A recent Wharton article discusses how western companies are dealing with a global talent crunch.
Faced with an aging workforce and a growing demand for skilled workers
in emerging markets like China and India, companies in the West are
grappling with a talent crunch of unprecedented scope. According to
experts at Wharton and The Boston Consulting Group, firms are
increasingly questioning their workforce requirements and quality,
training and development, and wage levels. Responses include
over-hiring to meet future needs, upgrading training in concert with
universities and in-house corporate schools, and extracting greater
productivity through innovation.
Building and developing talent becomes more important than the common practice of poaching.
Hemerling says corporations, especially Western companies, have until
now "essentially relied on poaching from other companies" — escalating
talent costs in "a zero sum game." But that is changing, with companies
including Toyota and Motorola investing in training local talent in
India and China, respectively, he says.

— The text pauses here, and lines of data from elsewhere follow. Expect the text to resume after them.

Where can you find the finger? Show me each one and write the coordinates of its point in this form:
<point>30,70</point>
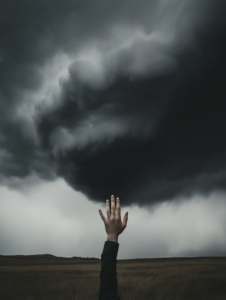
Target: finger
<point>113,205</point>
<point>102,215</point>
<point>108,209</point>
<point>118,209</point>
<point>125,219</point>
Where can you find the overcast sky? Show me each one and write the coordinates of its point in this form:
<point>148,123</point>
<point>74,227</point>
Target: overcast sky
<point>113,97</point>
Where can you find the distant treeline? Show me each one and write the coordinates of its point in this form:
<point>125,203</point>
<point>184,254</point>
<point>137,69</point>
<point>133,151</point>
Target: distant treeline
<point>79,257</point>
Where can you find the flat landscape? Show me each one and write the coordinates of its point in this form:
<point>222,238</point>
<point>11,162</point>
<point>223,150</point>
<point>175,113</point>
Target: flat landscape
<point>49,277</point>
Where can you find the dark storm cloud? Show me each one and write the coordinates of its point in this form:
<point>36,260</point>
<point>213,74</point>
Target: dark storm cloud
<point>141,110</point>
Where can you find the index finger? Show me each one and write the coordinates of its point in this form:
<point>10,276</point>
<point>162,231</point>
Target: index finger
<point>113,205</point>
<point>118,208</point>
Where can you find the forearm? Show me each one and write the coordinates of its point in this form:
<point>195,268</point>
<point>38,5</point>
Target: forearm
<point>109,285</point>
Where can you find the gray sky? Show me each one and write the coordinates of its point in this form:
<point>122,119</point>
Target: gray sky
<point>53,218</point>
<point>112,97</point>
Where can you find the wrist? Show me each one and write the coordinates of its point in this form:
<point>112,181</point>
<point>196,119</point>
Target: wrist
<point>112,238</point>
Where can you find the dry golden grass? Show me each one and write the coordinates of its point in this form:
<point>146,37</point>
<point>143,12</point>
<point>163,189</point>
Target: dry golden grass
<point>178,279</point>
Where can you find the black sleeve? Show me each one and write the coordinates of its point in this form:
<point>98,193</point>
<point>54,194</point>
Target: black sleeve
<point>108,284</point>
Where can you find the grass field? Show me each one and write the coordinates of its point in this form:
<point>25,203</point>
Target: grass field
<point>48,277</point>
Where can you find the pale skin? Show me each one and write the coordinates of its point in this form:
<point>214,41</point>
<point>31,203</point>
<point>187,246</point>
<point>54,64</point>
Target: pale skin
<point>114,226</point>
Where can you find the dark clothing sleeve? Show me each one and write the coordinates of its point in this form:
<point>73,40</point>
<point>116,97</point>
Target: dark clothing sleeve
<point>109,285</point>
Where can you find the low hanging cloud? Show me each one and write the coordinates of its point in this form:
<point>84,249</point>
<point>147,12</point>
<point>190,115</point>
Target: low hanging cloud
<point>116,98</point>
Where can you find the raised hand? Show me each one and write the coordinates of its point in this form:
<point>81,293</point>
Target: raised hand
<point>113,223</point>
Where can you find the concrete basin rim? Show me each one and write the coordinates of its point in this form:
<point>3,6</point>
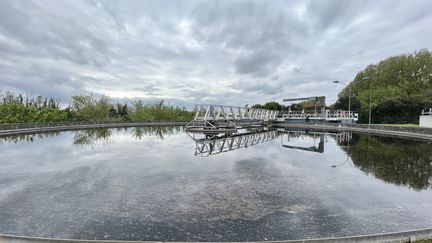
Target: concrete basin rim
<point>417,234</point>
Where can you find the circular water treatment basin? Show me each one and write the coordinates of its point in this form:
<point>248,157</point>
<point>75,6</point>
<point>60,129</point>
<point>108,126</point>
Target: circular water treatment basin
<point>161,184</point>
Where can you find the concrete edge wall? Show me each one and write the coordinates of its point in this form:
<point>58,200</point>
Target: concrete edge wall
<point>55,128</point>
<point>405,236</point>
<point>375,130</point>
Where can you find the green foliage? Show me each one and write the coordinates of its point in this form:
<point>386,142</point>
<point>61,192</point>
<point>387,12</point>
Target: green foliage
<point>16,109</point>
<point>397,87</point>
<point>158,111</point>
<point>91,108</point>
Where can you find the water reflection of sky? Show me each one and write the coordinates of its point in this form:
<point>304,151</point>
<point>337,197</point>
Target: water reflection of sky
<point>133,185</point>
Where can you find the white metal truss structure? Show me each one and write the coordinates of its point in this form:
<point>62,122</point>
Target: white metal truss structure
<point>220,116</point>
<point>217,144</point>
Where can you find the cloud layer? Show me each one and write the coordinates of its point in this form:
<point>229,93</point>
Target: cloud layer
<point>229,52</point>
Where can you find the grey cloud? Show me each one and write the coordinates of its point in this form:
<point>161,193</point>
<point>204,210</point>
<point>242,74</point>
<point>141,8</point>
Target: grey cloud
<point>230,52</point>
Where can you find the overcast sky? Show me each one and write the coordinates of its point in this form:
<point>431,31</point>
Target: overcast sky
<point>187,52</point>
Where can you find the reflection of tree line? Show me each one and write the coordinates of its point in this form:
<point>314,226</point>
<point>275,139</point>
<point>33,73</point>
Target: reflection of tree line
<point>92,136</point>
<point>398,161</point>
<point>27,137</point>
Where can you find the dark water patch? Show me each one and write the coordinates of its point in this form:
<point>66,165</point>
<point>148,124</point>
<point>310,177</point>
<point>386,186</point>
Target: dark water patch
<point>143,184</point>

Motorola University China, for
instance, has 203 instructors who deliver 130 courses across subjects
including Six Sigma business improvement and supply chain management.
Toyota’s Technical Training Institute in Bidadi, near Bangalore, is
honing local talent to meet its needs with 21 permanent faculty members
who deliver a three-year training program, a strategy that also helps
build employee loyalty.
This is especially critical when you think about the quality, or range of quality, of universities.
For the most part, however, universities in China and India are not
keeping pace with the new demands, Hemerling says. "There is a huge
range in quality of engineers coming out of these universities, from
among the best in the world to others who [have] the equivalent of high
school science." The problem is not one of producing the required
number of engineers or other graduates, but "ensuring they have the
right set of skills."
Applying the lessons of supply chain management could be another solution.
Cappelli’s advice to all corporations grappling with talent challenges
is to borrow the supply-chain model from manufacturing — an approach
he advocates in his new book titled, Talent on Demand: Managing People in an Age of Uncertainty.
"The big problem companies face is uncertainty — not knowing what the
demand will be and what kind of talent you will need and how many
people you will need in different jobs. This is a problem supply chain
management has wrestled with for a while. The idea is to figure out how
to get the desired level of talent without taking huge risks in terms
of costs of recruiting, talent development, having excess employees and
not having enough employees, and how to minimize those costs."
Wharton and the Boston Consulting Group advocate "bulking up"… hiring large numbers of people since they are currently "cheap."
Although companies such as IBM, Cisco and Citigroup have bulked up
their Indian operations with large-scale hiring programs, Jim Andrew,
senior vice president at BCG and leader of its global innovation
practice, feels many Western companies are barely scratching the
surface of the opportunity to access talent in India and China. "Hiring
10 or 20 or even 50 people in India is not fully leveraging the talent
in those countries," he says. "Hiring 500 or 5,000 people begins to tap
into that talent." Many companies don’t understand the magnitude of
that opportunity "or what it takes to be an employer of choice for the
highest-performing talent in those countries."
But in the very next paragraph they note the pitfall of that strategy.
Western employers also have to come to terms with the fact that
wages will rise in India and China to levels where they may have to
rework their outsourcing math, says Cappelli. While the average worker
in India is still "incredibly cheap by world standards," U.S. employers
won’t want quite as many of those workers if they get uncomfortably
expensive. Cappelli warns that it would be wrong to assume that wages in India
will continue to be a tenth of what they are in the United States.
Which is exactly why employees should not be thought of in terms of "cheap" or "expensive"… but in terms of value.